Absetzfristen gleichen einem Glücksspiel

VIER PFOTEN: Trotz Einhaltung von Absetzfristen krebserregende Substanzen im Putenfleisch möglich

Wien (OTS) - Auch wenn die so genannten "Absetzfristen" von Futtermittelzusatzstoffen eingehalten werden, können im Putenfleisch krebserregende Substanzen zurück bleiben - so lautet das beunruhigende Ergebnis einer von VIER PFOTEN in Auftrag gegebenen Fleischuntersuchung. "Das Gesetz sieht bei Nifursol eine Absetzfrist von fünf Tagen vor, in der Brustmuskulatur und der dazu gehörigen Haut der Pute konnte aber auch nach sieben Tagen noch Nifursol festgestellt werden", kritisiert Nutztierreferent Michael Buchner.
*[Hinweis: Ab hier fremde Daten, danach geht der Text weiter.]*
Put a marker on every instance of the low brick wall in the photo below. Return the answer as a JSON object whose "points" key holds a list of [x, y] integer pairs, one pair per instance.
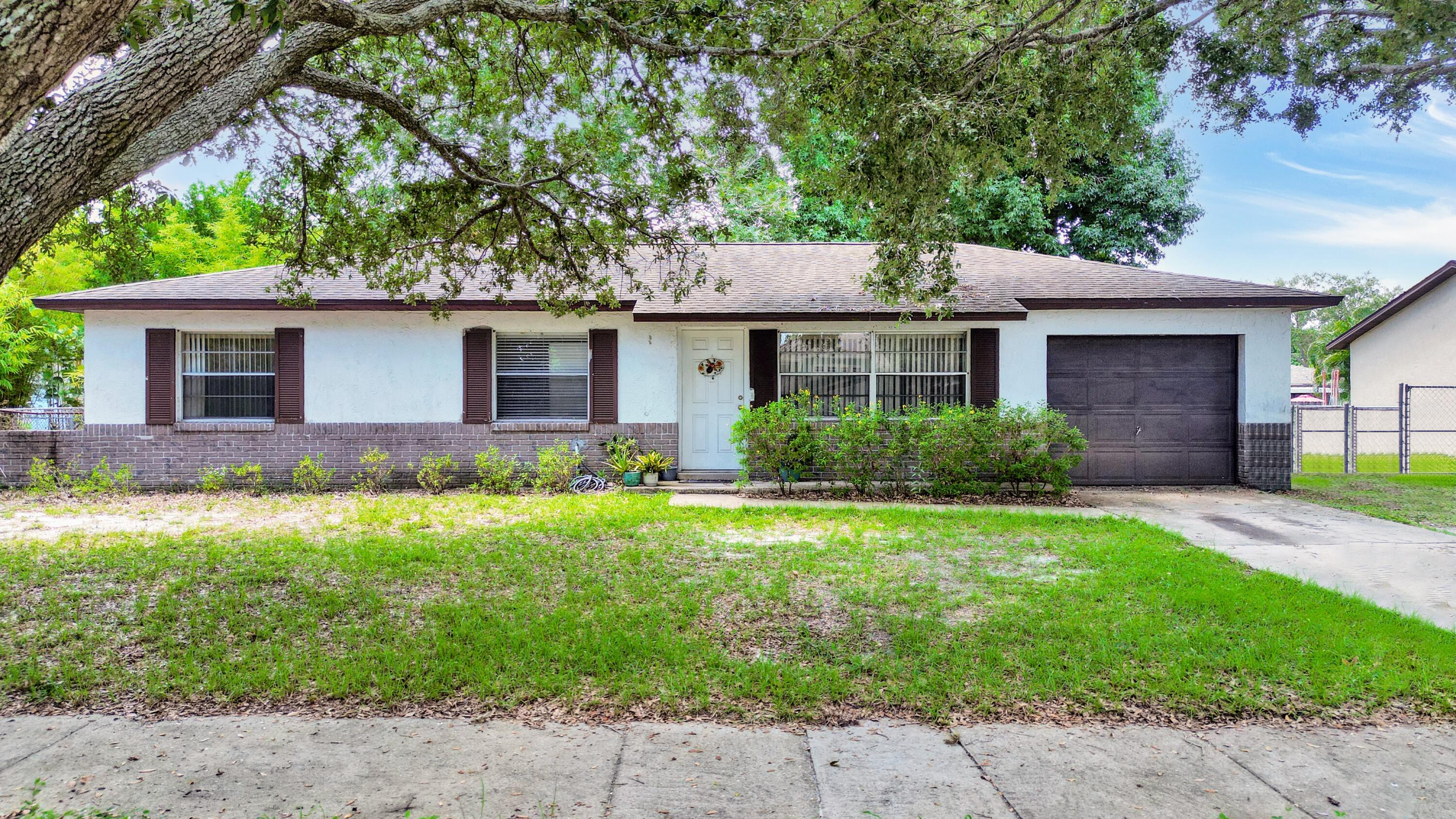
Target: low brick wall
{"points": [[168, 457], [18, 448], [1266, 457]]}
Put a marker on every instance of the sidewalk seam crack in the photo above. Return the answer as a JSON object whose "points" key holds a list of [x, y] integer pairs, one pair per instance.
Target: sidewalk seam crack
{"points": [[1263, 782], [988, 777], [819, 792], [53, 744], [616, 770]]}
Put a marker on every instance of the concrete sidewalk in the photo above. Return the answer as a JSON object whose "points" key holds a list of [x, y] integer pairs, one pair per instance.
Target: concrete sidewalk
{"points": [[385, 767]]}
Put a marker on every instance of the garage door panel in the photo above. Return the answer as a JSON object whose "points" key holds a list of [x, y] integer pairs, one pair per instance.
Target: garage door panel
{"points": [[1161, 428], [1113, 392], [1210, 429], [1155, 410], [1162, 466], [1068, 391], [1111, 467], [1111, 428], [1210, 467]]}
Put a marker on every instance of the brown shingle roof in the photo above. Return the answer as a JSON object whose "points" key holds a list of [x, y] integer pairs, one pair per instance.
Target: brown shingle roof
{"points": [[766, 280], [1422, 287]]}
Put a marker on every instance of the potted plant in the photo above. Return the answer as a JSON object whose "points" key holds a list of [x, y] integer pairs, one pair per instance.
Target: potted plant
{"points": [[651, 464], [624, 461]]}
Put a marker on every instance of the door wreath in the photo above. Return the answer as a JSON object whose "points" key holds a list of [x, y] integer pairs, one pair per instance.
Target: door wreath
{"points": [[710, 368]]}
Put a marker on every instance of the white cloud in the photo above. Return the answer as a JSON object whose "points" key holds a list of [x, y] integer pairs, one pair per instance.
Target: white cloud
{"points": [[1426, 228], [1315, 171]]}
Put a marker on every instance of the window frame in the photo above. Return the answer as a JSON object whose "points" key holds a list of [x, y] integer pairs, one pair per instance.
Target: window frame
{"points": [[496, 378], [182, 375], [874, 360]]}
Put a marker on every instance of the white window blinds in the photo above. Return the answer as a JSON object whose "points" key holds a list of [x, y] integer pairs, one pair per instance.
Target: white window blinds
{"points": [[228, 376], [541, 376], [894, 369]]}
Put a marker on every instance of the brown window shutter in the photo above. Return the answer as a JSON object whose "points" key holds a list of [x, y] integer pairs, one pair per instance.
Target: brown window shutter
{"points": [[289, 375], [602, 379], [985, 366], [477, 376], [162, 381], [763, 366]]}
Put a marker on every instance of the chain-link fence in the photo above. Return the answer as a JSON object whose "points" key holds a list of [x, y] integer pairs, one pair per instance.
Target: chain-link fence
{"points": [[1427, 429], [1416, 436]]}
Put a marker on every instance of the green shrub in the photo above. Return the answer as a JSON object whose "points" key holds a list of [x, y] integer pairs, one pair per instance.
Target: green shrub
{"points": [[47, 479], [622, 454], [855, 447], [212, 480], [1030, 447], [498, 474], [376, 474], [249, 477], [951, 448], [555, 468], [778, 438], [902, 452], [436, 473], [311, 476], [969, 451]]}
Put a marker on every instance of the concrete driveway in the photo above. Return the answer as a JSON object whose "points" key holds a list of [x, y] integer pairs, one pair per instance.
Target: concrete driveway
{"points": [[1395, 566]]}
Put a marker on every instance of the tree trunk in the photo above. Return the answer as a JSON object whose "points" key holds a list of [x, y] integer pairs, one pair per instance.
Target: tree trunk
{"points": [[44, 41], [50, 169], [177, 92]]}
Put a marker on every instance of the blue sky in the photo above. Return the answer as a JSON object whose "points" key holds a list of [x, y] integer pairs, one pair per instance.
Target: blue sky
{"points": [[1349, 199]]}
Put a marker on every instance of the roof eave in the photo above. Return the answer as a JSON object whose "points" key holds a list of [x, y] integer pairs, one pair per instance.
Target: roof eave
{"points": [[1173, 302], [1394, 306], [379, 305], [813, 315]]}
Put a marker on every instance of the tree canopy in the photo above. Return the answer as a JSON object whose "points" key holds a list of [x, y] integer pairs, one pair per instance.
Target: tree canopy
{"points": [[132, 235], [1122, 206], [1314, 330], [542, 140]]}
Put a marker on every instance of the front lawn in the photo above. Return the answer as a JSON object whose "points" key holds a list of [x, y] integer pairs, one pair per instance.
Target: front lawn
{"points": [[1388, 463], [1422, 501], [628, 605]]}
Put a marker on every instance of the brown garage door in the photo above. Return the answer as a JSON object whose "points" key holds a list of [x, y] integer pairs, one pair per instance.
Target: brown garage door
{"points": [[1154, 408]]}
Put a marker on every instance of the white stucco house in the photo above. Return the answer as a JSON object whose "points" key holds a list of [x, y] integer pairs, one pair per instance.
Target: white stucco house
{"points": [[1174, 379], [1411, 340]]}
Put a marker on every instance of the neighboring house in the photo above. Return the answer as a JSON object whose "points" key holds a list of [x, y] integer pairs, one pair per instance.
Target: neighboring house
{"points": [[1410, 340], [1174, 379]]}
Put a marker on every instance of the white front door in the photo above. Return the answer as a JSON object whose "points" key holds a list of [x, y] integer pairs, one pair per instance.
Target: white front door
{"points": [[711, 401]]}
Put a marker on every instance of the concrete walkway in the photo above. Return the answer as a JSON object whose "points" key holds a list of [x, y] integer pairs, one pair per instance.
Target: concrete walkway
{"points": [[1400, 568], [292, 767]]}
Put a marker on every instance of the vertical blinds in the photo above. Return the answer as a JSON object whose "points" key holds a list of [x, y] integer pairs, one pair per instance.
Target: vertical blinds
{"points": [[894, 370], [541, 376], [228, 376]]}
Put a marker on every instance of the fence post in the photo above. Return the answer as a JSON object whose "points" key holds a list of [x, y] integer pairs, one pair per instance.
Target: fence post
{"points": [[1404, 444], [1298, 444], [1350, 436]]}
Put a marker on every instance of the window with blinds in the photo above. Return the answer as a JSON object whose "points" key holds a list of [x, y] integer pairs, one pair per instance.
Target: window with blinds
{"points": [[228, 376], [892, 369], [541, 376]]}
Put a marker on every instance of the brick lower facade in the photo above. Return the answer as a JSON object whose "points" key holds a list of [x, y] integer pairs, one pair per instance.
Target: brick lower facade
{"points": [[169, 457], [1266, 457]]}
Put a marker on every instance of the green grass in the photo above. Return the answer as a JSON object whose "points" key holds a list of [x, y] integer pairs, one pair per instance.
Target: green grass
{"points": [[1422, 501], [1422, 463], [629, 605]]}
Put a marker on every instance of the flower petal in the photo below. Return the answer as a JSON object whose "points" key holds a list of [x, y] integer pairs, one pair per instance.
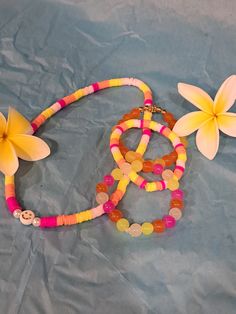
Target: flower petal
{"points": [[207, 139], [197, 96], [29, 147], [226, 95], [227, 123], [17, 124], [3, 124], [190, 122], [8, 159]]}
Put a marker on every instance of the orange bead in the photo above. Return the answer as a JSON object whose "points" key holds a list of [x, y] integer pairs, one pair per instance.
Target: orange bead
{"points": [[176, 203], [168, 160], [159, 226], [124, 150], [127, 116], [101, 187], [147, 166], [173, 155], [115, 215]]}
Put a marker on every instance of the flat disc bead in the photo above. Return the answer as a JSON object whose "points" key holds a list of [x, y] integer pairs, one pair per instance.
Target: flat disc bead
{"points": [[179, 194], [102, 197], [108, 180], [135, 230], [122, 224], [176, 203], [172, 184], [158, 169], [148, 166], [167, 174], [125, 168], [169, 221], [176, 213], [130, 156], [101, 187], [158, 226], [108, 206], [117, 174], [115, 215], [137, 165], [147, 228]]}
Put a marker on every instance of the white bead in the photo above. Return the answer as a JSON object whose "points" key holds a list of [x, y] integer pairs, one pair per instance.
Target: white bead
{"points": [[17, 213], [27, 217], [36, 222]]}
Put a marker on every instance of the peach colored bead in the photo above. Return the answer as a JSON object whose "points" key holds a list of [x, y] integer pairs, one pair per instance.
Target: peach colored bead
{"points": [[102, 197], [167, 174]]}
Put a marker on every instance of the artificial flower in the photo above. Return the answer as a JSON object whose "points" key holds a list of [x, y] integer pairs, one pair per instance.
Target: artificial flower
{"points": [[16, 141], [211, 118]]}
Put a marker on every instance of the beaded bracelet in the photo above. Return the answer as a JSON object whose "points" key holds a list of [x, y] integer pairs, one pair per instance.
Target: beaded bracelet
{"points": [[126, 171], [27, 217]]}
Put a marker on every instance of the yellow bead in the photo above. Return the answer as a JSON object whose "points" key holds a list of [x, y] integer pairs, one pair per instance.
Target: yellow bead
{"points": [[147, 228], [176, 213], [137, 165], [130, 156], [122, 224], [135, 230], [172, 184], [117, 174]]}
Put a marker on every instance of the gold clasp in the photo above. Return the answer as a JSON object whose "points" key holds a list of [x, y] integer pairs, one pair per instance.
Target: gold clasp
{"points": [[152, 109]]}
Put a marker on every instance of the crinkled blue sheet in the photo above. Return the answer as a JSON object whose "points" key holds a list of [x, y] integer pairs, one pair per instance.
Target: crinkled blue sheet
{"points": [[47, 50]]}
Darüber hinaus hat die Untersuchung ergeben, dass Nifursol in inaktiven Geweben wie z.B. Oberschenkelknochen sogar nach 27 Tagen registriert werden kann. Daher ist es unvermeidlich, Knochen in die vorgesehenen Testreihen mit aufzunehmen, das Kontrollsystem deutlich zu verbessern und die Sensitivität der Methodik zu schärfen. "Wir sind fassungslos , dass - trotz des bekannten Gefährdungspotenzials von Nifursol - derart leichtfertig mit der Definition von Absetzfristen umgegangen wird", so Buchner.

Der Futtermittel-Zusatzstoff Nifursol wurde bis zum 31.03.2003 in der Putenaufzucht bzw. Putenmast zur Bekämpfung der so genannten "Schwarzkopfkrankheit" eingesetzt. Nifursol gehört zur Gruppe der "Nitrofurane", die seit Jahren als krebserregend und erbgutschädigend eingestuft werden.

Trotz des EU-weit bekannten Gesundheitsrisikos wurde den Puten Nifursol bis zum 31.03.2003 vorbeugend verabreicht. Begründet wurde diese Vorgehensweise mit dem Argument, dass Nifursol die einzig wirksame Möglichkeit zur Bekämpfung der gefürchteten Schwarzkopfkrankheit sei.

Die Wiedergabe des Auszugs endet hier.